Елагин посмотрел на иконы в красном углу, как будто бы Богородица могла что-то ему подсказать. Но князь был человеком рисковым, иначе бы он не пробился к трону, а сидел бы в своем уделе где-нибудь на Вологодчине. Он поднялся:
– Иду к Нащокину – что он решит. И ты со мной.
Князь явно хотел переложить часть ответственности на покровителя.
Они пошли к дому, который занимал Нащокин. О чем шел долгий разговор, Никита не слышал – Елагин беседовал с Нащокиным наедине.
Однако вышел князь хмурый. Видно, побоялся Нащокин решать сей щекотливый вопрос.
Они постояли немного возле дома, потом князь вдруг махнул рукой:
– Была не была! Бог не выдаст – свинья не съест! Идем!
Под жилье царя и его слуг был освобожден каменный двухэтажный дом, лучший в Вязьме.
Елагина охрана пропустила в покои, а Никита остался в коридоре. Стрельцы косились на него, но он явился с князем, и потому не гнали.
В доме было тихо. Какое веселье, когда царь болен?
Елагина не было долго. Потом он выглянул из дверей, призывно махнув Никите рукой.
Никита шел за Елагиным по длинному коридору, и почти у каждой двери стояли стрельцы с бердышами. Бдили.
Никита волновался. Сейчас он увидит самодержца, и не на гравюре старинной, а вживую. А еще сильнее он волновался из-за того, что его обуревали сомнения: сумеет ли поставить правильный диагноз, сможет ли помочь?
В комнате царской, в опочивальне было темно из-за тяжелых штор, не пропускавших свет. Горели только несколько свечей и пахло благовониями.
На широкой кровати, под теплым одеялом лежал мужчина в исподнем. Лицо его было бледным, глаза – страдальческими, лоб в каплях пота. Он тяжело дышал. «Ну да, а чего ты хотел увидеть? – спросил себя Никита. – Самодержца в короне, со скипетром и державой в руках?»

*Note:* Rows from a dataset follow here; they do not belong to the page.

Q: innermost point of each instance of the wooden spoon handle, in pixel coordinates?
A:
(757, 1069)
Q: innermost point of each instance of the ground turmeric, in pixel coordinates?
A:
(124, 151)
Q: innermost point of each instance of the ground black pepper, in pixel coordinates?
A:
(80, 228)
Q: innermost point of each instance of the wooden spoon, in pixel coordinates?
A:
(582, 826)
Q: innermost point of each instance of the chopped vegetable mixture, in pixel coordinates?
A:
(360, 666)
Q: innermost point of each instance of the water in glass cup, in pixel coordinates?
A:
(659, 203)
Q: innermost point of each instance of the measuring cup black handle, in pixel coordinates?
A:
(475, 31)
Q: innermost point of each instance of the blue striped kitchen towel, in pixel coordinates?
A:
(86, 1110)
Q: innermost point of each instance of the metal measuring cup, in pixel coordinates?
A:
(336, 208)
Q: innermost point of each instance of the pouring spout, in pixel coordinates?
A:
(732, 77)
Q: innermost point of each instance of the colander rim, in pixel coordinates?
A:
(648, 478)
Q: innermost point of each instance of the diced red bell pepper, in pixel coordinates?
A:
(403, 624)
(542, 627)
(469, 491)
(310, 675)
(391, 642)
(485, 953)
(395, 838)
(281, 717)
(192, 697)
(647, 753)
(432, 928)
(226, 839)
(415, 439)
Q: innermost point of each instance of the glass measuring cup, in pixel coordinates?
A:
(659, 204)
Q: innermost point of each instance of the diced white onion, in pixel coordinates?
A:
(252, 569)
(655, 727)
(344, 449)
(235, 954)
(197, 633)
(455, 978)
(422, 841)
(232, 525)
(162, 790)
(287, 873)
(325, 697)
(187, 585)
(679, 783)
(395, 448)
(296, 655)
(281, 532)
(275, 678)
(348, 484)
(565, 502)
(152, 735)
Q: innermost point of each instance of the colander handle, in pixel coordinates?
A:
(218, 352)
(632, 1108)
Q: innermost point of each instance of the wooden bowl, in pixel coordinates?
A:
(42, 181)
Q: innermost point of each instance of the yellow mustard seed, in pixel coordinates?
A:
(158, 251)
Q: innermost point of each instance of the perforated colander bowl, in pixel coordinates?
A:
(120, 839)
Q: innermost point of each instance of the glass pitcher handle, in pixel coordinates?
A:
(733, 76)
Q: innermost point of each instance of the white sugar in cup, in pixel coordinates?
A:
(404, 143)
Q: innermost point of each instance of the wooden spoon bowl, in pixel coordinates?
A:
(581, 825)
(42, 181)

В опочивальне было несколько человек. Один их них – явно заморский «дохтур», судя по бритому лицу и коротким штанишкам.
Князь тихо сказал:
– Государь, я своего лекаря привел.
Алексей Михайлович кивнул.
– Поди к государю, – прошептал Никите Елагин.

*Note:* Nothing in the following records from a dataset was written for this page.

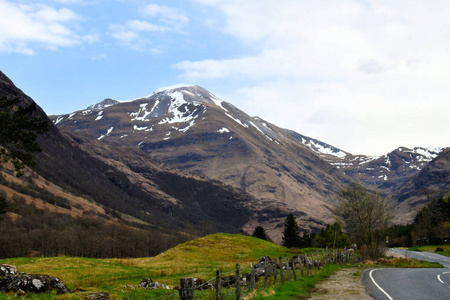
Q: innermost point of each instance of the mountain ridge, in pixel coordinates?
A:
(189, 128)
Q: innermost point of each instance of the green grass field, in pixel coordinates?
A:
(199, 258)
(433, 248)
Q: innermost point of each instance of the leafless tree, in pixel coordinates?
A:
(366, 216)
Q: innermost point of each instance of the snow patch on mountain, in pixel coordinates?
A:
(142, 114)
(107, 133)
(223, 130)
(179, 112)
(237, 120)
(323, 149)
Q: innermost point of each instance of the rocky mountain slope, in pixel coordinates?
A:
(188, 128)
(154, 196)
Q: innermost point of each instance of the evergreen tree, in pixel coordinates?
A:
(18, 132)
(291, 233)
(3, 207)
(332, 236)
(19, 127)
(260, 233)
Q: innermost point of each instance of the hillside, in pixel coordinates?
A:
(158, 204)
(190, 129)
(121, 277)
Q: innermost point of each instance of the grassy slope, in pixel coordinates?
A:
(199, 258)
(432, 248)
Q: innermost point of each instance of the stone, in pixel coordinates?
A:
(7, 270)
(31, 283)
(148, 283)
(99, 296)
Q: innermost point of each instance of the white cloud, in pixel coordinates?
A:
(26, 27)
(168, 15)
(354, 74)
(135, 33)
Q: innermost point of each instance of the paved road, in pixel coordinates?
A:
(399, 284)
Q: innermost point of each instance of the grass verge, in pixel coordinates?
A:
(439, 249)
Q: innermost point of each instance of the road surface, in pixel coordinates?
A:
(402, 284)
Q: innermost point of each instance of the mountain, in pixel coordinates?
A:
(188, 128)
(141, 193)
(431, 181)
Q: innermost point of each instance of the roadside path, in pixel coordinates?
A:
(344, 284)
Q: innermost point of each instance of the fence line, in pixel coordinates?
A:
(269, 267)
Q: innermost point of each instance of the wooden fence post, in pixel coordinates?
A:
(288, 269)
(300, 263)
(265, 274)
(307, 264)
(293, 268)
(275, 271)
(186, 290)
(218, 286)
(318, 259)
(238, 283)
(252, 277)
(281, 271)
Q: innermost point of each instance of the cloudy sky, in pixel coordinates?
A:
(364, 76)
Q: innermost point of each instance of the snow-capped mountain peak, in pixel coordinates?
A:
(103, 104)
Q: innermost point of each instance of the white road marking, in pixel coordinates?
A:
(379, 287)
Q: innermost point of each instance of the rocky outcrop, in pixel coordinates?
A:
(148, 283)
(31, 283)
(7, 270)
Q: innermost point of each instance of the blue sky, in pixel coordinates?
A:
(364, 76)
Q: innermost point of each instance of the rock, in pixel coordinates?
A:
(99, 296)
(202, 285)
(147, 283)
(7, 270)
(31, 283)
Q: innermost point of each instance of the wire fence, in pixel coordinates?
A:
(266, 272)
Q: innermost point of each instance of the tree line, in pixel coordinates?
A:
(364, 218)
(29, 231)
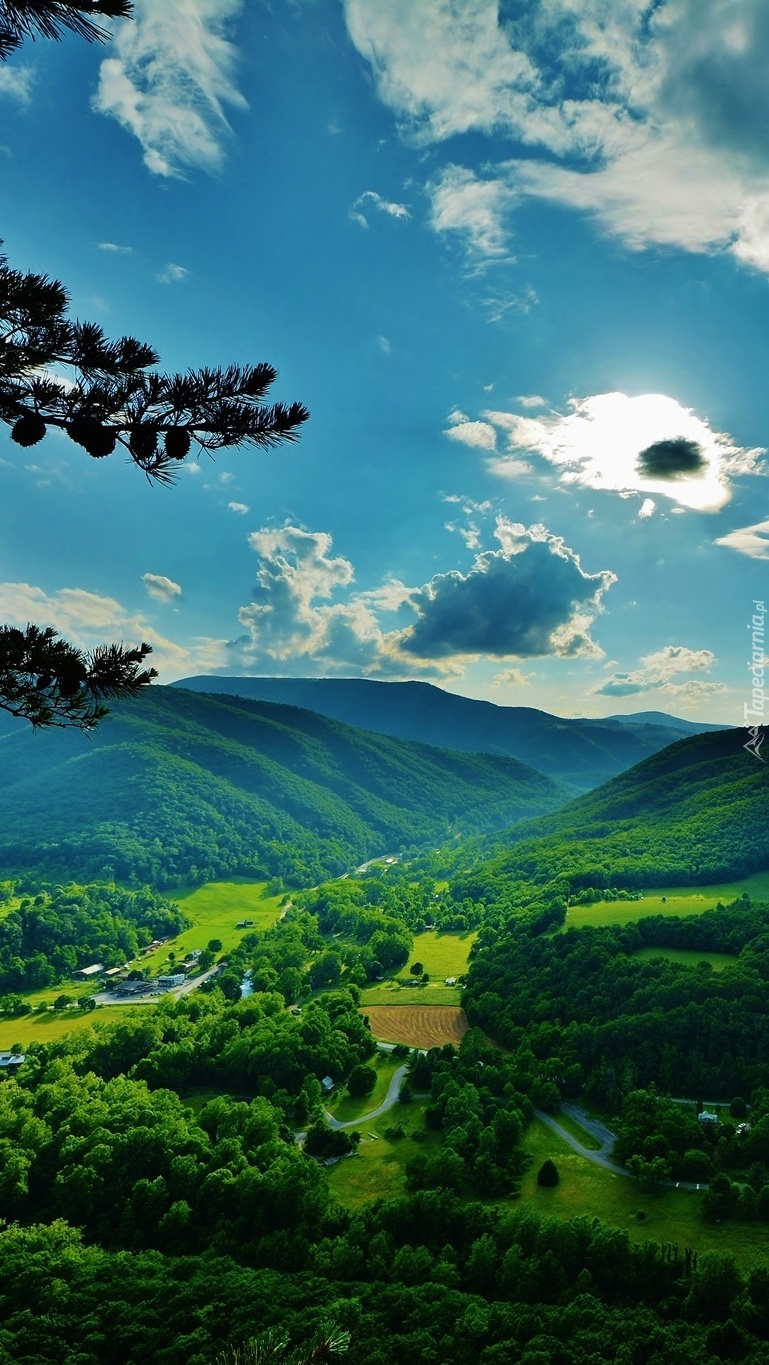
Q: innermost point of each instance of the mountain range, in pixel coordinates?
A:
(180, 786)
(581, 752)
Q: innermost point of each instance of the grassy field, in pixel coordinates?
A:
(53, 1024)
(441, 956)
(379, 1170)
(215, 911)
(347, 1109)
(417, 1025)
(588, 1190)
(689, 957)
(668, 900)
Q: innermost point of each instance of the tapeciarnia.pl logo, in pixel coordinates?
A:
(757, 665)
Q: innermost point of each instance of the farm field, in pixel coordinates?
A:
(215, 911)
(667, 900)
(417, 1025)
(441, 956)
(689, 957)
(55, 1024)
(588, 1190)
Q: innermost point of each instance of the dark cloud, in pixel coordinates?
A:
(671, 459)
(526, 604)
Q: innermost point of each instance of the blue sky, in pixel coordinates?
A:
(514, 258)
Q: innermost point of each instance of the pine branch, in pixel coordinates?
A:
(51, 683)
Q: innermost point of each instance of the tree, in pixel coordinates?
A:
(361, 1081)
(118, 399)
(548, 1174)
(22, 19)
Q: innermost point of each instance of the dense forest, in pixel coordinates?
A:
(695, 812)
(183, 788)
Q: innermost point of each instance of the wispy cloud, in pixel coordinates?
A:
(370, 199)
(660, 670)
(652, 122)
(171, 81)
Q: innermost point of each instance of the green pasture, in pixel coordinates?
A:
(689, 957)
(347, 1109)
(441, 956)
(379, 1167)
(668, 900)
(215, 911)
(49, 1025)
(588, 1190)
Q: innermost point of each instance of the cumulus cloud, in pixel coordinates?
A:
(172, 273)
(645, 444)
(89, 619)
(478, 434)
(160, 587)
(17, 83)
(171, 79)
(660, 670)
(370, 199)
(653, 120)
(527, 598)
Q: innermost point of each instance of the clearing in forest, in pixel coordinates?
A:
(417, 1025)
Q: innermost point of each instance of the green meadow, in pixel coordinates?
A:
(588, 1190)
(441, 956)
(215, 909)
(689, 957)
(668, 900)
(346, 1109)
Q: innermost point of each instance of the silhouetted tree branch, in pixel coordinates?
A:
(103, 395)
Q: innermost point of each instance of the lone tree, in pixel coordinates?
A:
(118, 400)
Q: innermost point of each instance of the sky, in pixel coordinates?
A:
(514, 257)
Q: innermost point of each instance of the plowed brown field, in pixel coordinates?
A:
(417, 1025)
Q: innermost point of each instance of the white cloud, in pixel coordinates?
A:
(529, 597)
(160, 587)
(370, 199)
(89, 619)
(659, 672)
(645, 444)
(17, 83)
(653, 118)
(749, 539)
(462, 202)
(172, 273)
(478, 434)
(171, 79)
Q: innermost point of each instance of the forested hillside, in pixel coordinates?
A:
(695, 812)
(183, 788)
(582, 752)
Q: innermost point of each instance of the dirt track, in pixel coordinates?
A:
(417, 1025)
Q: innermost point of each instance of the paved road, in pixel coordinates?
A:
(391, 1098)
(601, 1156)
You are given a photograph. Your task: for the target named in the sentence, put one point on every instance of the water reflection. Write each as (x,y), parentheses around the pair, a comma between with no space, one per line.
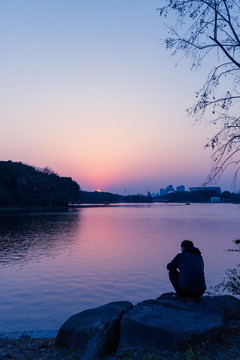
(56,264)
(28,236)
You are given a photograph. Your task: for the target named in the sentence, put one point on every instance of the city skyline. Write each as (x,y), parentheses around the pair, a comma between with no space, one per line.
(88,91)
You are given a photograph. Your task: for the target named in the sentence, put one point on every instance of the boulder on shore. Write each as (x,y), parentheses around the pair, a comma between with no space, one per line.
(162,323)
(93,333)
(167,324)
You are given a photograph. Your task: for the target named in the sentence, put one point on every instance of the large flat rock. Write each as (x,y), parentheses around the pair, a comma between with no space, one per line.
(167,324)
(93,333)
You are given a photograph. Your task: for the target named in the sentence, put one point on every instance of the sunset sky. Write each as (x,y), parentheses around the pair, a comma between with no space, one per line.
(88,91)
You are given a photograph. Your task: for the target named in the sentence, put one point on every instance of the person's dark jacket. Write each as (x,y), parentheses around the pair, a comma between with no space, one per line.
(191,267)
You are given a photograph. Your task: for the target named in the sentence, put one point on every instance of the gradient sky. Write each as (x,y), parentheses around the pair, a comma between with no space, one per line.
(87,90)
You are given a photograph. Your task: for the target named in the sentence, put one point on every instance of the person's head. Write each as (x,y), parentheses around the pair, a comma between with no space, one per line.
(186,244)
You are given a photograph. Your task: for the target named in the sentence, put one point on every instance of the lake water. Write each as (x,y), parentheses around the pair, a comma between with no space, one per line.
(54,265)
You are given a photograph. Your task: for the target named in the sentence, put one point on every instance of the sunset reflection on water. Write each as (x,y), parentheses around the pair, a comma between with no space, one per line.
(56,264)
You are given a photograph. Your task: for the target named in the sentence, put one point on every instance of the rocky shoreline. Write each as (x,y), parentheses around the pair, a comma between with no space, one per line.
(44,349)
(157,329)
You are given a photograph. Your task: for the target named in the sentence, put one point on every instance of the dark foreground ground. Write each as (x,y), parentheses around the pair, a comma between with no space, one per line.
(26,348)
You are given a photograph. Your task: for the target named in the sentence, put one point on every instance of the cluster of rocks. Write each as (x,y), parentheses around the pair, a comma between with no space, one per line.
(161,323)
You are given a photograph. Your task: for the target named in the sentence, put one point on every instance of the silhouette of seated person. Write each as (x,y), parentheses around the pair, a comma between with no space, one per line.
(186,271)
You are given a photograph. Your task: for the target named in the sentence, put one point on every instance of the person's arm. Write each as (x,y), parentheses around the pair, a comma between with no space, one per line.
(173,265)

– Пусть все выйдут, – попросил Никита.
Царь услышал, кивнул.
Вышли все, кроме «дохтура» и Елагина.
Никита сначала расспросил, с чего все началось и где болит, потом осторожно осмотрел живот. Брюшная стенка напряжена, налицо все симптомы раздражения брюшины. Похоже на аппендицит, причем запущенный.
Увлекшись анализом состояния больного, Никита совершенно забыл о том, в каком времени он находится.
– Надо оперировать, в противном случае неизбежен летальный исход.
– Чего?
– Или операция, или смерть, и не далее, чем через два дня, – решительно сказал Никита.
– Даже так?
Царь задумался. Умирать, да еще в таком возрасте, когда достиг вершины, никому неохота.
– Но и ручаться за исход не можешь? – тихим голосом спросил царь.
– Не могу, – не стал кривить душой Никита. Сейчас перед ним лежал больной человек, требующий немедленной помощи.
В разговор тут же встрял «дохтур»:
– Какая операция? Это живот резать? Он ее не перенесет!
– Ты, тля заморская! – вскипел Никита. – Ты же царя едва не уморил! Сам не понимаешь – других бы позвал! В таких случаях тянуть нельзя!
«Дохтур» стушевался. Похоже, он только теперь осознал, что царь на волосок от смерти. Случись плохое, его не выгонят из страны с позором, а казнят.
«Дохтур» потер шею, как будто ее уже коснулась петля от виселицы или топор палача, но все же решил, что его слово должно быть последним.
– На все воля Господня! – глубокомысленно изрек он.
«Вот же сволочь! Ему помогать мне сейчас надо, а он мешает», – подумал Никита.
Все повернулись к царю. Каждый человек вправе распоряжаться своим здоровьем и жизнью – тем более самодержец.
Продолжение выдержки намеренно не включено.